## Hotel Cancellation Classification

#### 00: Setup and Libraries

In [1]:
import numpy as np
import pandas as pd
from sklearn.model_selection import train_test_split

In [2]:
from EnsembleLearner import EnsembleLearner

#### 01: Data Loading

In [3]:
# load data
data_orig = pd.read_csv('data/train.csv')

In [5]:
# check some descriptives
#data_orig.dtypes
#data_orig.describe()

#### 02: Preprocessing

In [4]:
# drop columns that do not have explanatory value - include country later again
data_clean = data_orig.drop(['reservation_status_date', 'name', 'email', 'phone-number', 'credit_card', 'country'], axis = 1)

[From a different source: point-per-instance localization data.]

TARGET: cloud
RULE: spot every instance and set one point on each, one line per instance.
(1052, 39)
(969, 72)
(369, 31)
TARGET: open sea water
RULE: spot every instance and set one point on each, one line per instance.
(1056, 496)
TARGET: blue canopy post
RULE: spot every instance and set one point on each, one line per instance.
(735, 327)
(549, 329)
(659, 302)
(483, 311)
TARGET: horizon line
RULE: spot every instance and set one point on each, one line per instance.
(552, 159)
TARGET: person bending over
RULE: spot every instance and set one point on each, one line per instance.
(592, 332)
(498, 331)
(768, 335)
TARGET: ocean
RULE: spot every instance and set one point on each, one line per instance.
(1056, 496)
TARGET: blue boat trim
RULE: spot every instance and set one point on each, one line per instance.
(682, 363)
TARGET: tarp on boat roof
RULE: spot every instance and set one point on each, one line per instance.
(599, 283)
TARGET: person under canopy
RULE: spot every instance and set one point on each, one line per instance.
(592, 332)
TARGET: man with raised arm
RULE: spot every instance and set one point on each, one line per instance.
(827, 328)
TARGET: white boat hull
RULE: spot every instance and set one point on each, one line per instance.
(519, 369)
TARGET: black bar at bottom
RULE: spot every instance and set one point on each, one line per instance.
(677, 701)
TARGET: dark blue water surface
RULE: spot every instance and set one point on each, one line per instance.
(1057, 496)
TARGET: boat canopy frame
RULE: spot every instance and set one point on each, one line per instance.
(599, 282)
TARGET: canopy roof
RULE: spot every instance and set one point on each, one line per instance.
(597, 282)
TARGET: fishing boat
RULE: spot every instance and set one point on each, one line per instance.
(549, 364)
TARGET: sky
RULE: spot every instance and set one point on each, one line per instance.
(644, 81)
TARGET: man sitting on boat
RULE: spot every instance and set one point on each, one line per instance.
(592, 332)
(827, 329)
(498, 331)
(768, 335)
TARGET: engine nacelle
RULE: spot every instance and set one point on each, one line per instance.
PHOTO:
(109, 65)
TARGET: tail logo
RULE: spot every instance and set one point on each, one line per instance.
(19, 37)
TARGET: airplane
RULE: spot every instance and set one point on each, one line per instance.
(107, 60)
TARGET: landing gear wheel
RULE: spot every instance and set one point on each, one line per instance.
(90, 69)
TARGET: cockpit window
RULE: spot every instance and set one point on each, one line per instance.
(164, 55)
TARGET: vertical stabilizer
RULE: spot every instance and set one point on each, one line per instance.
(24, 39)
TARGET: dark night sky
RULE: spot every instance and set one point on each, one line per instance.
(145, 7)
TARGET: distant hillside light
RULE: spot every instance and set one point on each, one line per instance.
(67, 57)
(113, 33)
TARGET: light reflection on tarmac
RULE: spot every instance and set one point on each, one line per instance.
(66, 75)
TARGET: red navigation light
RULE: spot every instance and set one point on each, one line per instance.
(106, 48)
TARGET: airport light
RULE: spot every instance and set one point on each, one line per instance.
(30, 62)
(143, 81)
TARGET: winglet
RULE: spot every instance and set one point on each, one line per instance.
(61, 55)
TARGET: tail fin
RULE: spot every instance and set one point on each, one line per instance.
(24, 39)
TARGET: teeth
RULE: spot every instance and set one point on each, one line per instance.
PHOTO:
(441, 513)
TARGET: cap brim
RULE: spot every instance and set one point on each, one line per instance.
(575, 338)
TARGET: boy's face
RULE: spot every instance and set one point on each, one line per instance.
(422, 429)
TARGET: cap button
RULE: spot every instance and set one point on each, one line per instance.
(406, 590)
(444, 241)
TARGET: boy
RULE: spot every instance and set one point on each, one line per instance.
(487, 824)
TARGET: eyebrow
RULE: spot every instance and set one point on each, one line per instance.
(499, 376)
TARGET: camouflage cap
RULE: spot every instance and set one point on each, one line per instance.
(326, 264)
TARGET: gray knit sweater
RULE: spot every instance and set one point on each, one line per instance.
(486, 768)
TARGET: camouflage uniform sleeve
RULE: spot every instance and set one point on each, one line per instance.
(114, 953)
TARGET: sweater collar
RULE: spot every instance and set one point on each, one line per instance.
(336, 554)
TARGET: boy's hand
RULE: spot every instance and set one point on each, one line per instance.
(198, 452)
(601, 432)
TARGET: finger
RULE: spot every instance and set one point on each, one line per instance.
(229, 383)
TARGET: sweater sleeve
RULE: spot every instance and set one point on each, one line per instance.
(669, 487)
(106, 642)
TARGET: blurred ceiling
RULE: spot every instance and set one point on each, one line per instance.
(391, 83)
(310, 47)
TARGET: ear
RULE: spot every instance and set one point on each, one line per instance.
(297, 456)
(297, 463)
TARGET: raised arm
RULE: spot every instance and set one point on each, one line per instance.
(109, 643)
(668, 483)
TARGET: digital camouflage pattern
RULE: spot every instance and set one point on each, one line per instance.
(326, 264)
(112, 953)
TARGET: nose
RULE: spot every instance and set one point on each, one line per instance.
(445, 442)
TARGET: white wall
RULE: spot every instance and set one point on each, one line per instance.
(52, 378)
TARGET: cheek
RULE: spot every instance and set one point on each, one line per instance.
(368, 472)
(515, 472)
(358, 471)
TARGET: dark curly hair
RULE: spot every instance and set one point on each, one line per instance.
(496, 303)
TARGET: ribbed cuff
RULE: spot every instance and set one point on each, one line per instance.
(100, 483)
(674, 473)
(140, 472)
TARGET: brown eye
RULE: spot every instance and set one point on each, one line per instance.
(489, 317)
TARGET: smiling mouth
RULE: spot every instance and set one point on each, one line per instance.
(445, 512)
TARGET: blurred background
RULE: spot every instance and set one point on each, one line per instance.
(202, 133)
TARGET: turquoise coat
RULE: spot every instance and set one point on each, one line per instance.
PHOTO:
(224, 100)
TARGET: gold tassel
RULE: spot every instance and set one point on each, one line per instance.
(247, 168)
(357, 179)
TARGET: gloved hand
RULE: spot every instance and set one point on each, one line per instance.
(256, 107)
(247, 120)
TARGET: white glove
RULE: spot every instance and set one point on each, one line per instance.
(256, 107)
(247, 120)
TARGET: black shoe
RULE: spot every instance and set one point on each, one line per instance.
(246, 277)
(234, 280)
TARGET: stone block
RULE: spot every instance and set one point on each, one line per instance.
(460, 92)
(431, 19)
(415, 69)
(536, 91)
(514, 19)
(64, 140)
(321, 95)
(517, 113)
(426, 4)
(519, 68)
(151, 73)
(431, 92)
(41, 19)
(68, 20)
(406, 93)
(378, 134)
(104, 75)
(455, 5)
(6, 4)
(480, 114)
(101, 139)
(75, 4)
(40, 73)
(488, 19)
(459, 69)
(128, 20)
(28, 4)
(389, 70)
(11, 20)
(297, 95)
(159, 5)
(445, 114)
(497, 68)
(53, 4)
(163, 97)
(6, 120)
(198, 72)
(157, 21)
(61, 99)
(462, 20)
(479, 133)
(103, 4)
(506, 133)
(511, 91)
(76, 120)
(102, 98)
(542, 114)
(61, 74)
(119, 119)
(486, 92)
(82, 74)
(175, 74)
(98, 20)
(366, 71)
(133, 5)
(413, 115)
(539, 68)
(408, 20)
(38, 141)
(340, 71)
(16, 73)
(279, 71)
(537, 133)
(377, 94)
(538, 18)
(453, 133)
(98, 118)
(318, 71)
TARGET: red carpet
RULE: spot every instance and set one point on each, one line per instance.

# make dummies from categorical values
data_clean = pd.get_dummies(data_clean)

# binarise time variables
#data_clean = pd.concat(
#    [
#        data_clean.drop(['arrival_date_year', 'arrival_date_week_number', 'arrival_date_day_of_month'], axis = 1),
#        pd.get_dummies(data_clean['arrival_date_year']),
#        pd.get_dummies(data_clean['arrival_date_week_number']),
#        pd.get_dummies(data_clean['arrival_date_day_of_month'])
#    ],
#    axis = 1
#)

# binarise agent and company variable
#data_clean = pd.concat(
#    [
#        data_clean.drop(['agent', 'company'], axis = 1),
#        pd.get_dummies(data_clean['agent']),
#        pd.get_dummies(data_clean['company'])
#    ],
#    axis = 1
#)

In [5]:
# check for nans
pd.DataFrame(data_clean.isnull().sum()).reset_index() \
    .rename(columns = {0: 'null_sum'}) \
    .query('null_sum > 0')

Unnamed: 0,index,null_sum
8,children,2
14,agent,11403
15,company,79106


In [6]:
# only two where there are nans for children, assuming no children traveled
data_clean['children'] = data_clean['children'].fillna(0)

In [7]:
data_clean.drop(['agent', 'company'], axis = 1, inplace=True)

In [8]:
len(list(data_clean.columns))

79

In [11]:
data_clean.shape

(83807, 79)

In [99]:
# split data in train and evaluation set
dep_variable = 'is_canceled'
X = data_clean.drop(dep_variable, axis = 1)
X = (X-X.mean())/X.std()
y = data_clean[dep_variable]
X_train, X_val, y_train, y_val = train_test_split(X, y, test_size=0.2, random_state=21)
X_train = X_train.iloc[0:1000]
y_train = y_train.iloc[0:1000]
X_val = X_val[0:100]
y_val = y_val[0:100]

#### 03: Training and Forecasting

In [119]:
from sklearn.metrics import accuracy_score
import pandas as pd

def matrix_acc(pred_matrix, truth_series):
    acc_dict = dict()
    for col in pred_matrix.columns:
        acc_dict[col] = round(accuracy_score(pred_matrix[col], truth_series), 4)
    return pd.DataFrame([acc_dict])

In [123]:
import ELmodule
import importlib
importlib.reload(ELmodule)
from ELmodule import EnsembleLearner

EL = EnsembleLearner(X = X_train, y = y_train, models = ['knn', 'GaussianNB', 'DecisionTree', 'MLP'], ensemble_learner = 'DecisionTree')
training_pred_df = EL.train_ensemble_learner(return_training_predictions=True)
matrix_acc(training_pred_df.drop('truth', axis=1), training_pred_df['truth'])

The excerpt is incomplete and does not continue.